Entonces empieza el partido de verdad, un largo y fogoso partido, disputado bajo los cánticos ingleses y buen desempeño general. El empate no tarda en llegar: es el 18’ cuando Overath comete una falta cerca de su área; la saca Bobby Charlton con precisión de geómetra sobre la frente de Hurst, que cabecea increíblemente solo en la frontal del área chica. 1-1. El partido sigue con intensidad por ambas partes, apretando y metiendo todos ellos y los dos porteros parando bien. El estadio resuena de palmas rítmicas, cortadas regularmente con el grito de «¡England!». Se llega 1-1 al descanso. Los jugadores reaparecen tras el tiempo de rigor bajo una lluvia muy futbolera y británica que seguro agradecen todos. Sigue la misma tónica de partido honrado y ataques alternos hasta que en el 78’ Peters resuelve un barullo en el área alemana con un tiro de cerca: 2-1.
Entonces los alemanes desatan una de esas furiosas reacciones que han caracterizado su historia. Lo que queda del partido va a ser suyo. Inglaterra, con la natural prudencia, se parapeta.
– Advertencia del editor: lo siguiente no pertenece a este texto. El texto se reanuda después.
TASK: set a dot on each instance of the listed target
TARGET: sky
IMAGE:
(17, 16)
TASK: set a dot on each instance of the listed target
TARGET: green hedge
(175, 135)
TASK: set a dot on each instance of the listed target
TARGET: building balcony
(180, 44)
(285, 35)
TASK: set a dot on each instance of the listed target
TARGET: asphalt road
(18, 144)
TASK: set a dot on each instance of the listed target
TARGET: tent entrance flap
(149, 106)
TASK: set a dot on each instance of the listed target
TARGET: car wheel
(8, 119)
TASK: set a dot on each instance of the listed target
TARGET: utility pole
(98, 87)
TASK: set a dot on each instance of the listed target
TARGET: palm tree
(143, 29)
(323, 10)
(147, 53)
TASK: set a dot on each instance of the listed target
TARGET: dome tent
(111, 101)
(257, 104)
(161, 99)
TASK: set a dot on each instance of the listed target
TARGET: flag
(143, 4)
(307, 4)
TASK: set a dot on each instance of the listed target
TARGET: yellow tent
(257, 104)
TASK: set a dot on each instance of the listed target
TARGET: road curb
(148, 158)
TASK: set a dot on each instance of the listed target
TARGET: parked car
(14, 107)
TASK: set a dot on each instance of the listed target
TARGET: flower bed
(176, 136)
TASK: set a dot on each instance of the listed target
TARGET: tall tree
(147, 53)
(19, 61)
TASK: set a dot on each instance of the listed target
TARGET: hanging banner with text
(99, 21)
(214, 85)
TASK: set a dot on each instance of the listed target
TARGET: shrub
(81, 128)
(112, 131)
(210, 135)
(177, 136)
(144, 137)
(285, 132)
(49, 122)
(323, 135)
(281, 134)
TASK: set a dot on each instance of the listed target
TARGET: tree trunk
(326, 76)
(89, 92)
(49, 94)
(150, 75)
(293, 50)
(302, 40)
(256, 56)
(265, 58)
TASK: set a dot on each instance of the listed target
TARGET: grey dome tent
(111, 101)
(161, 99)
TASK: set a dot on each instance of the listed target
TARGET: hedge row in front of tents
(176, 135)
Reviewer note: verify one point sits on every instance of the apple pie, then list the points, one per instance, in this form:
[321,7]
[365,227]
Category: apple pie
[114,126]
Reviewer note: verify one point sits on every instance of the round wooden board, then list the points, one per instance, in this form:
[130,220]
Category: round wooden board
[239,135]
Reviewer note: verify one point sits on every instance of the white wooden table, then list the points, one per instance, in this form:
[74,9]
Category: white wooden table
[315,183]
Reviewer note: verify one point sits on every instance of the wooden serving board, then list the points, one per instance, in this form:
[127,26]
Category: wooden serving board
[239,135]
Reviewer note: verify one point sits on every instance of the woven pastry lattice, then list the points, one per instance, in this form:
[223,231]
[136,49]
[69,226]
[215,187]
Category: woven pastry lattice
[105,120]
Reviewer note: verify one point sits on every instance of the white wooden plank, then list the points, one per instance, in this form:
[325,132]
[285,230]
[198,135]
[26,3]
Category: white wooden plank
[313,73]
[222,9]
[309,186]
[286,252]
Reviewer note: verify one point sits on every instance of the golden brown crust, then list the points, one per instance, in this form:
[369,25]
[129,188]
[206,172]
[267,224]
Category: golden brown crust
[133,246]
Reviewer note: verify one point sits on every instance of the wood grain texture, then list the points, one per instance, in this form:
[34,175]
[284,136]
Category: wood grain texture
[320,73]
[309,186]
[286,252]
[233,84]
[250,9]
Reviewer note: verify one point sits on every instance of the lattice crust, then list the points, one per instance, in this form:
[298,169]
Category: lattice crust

En el 89’ sigue el 2-1. Entonces hay una falta de Jackie Charlton que lanza Emmerich, el balón pega en la barrera, hay un par de rebotes y finalmente un centro raso, cruzado por delante de la meta de Banks que Weber, en el otro palo, alcanza con un esfuerzo desesperado, pies por delante, para marcar el 2-2. Al poco de sacar de centro, Dienst pita el final. Habrá prórroga.
Y en ella se va a producir el gol más polémico de la historia de la Copa del Mundo. Llega en el 101’, premio al mejor juego inglés. Un remate de media vuelta de Hurst pega en el larguero, bota en el suelo y vuelve al campo. Weber lo despeja de un frentazo a córner. Los ingleses piden gol. Dienst duda, acude al linier de ese lado, el soviético Bakhramov, y este le hace visibles signos de afirmación con la cabeza. Dienst da el gol, entre el enfado de los alemanes.
Tiempo más tarde, Bakhramov confesó que no vio entrar la pelota, y que le había resultado molesto que Dienst descargara la difícil decisión sobre él. La imagen más precisa, tomada en perfecta línea con la línea de puerta, demuestra que el balón no entró. Tras el bote, bajó hasta la raya, en trayectoria vertical, exactamente paralela al poste. Luego bota y sale hacia fuera. Esa imagen tardó tiempo en aparecer, lo que hace sospechar que fue ocultada deliberadamente. El balón, de color entre cuero y naranja, salió despedido hacia arriba con un manchón de cal, prueba de que había botado sobre la raya.
Ya en el 119’, y después de que un pitido del árbitro haya hecho pensar a muchos, espectadores (algunos estaban saltando al terreno de juego) y jugadores, que el partido había terminado, Hurst se escapa en veloz carrera y remacha el 4-2. Un gol también de legitimidad discutible, pero que en cierto modo vino bien. Arropó, por así decirlo, el gol fantasma y dio más credibilidad al triunfo inglés.
Los inventores tenían la Copa. El capitán Moore la tomó de las manos de la reina. Él y el goleador Hurst (tres goles en la final) habían nacido en los túneles del metro, en plena guerra, cuando los londinenses tenían que refugiarse cada poco de los bombardeos alemanes. En esas circunstancias dieron a luz sus madres. Aquel equipo tenía algo del espíritu de Winston Churchill.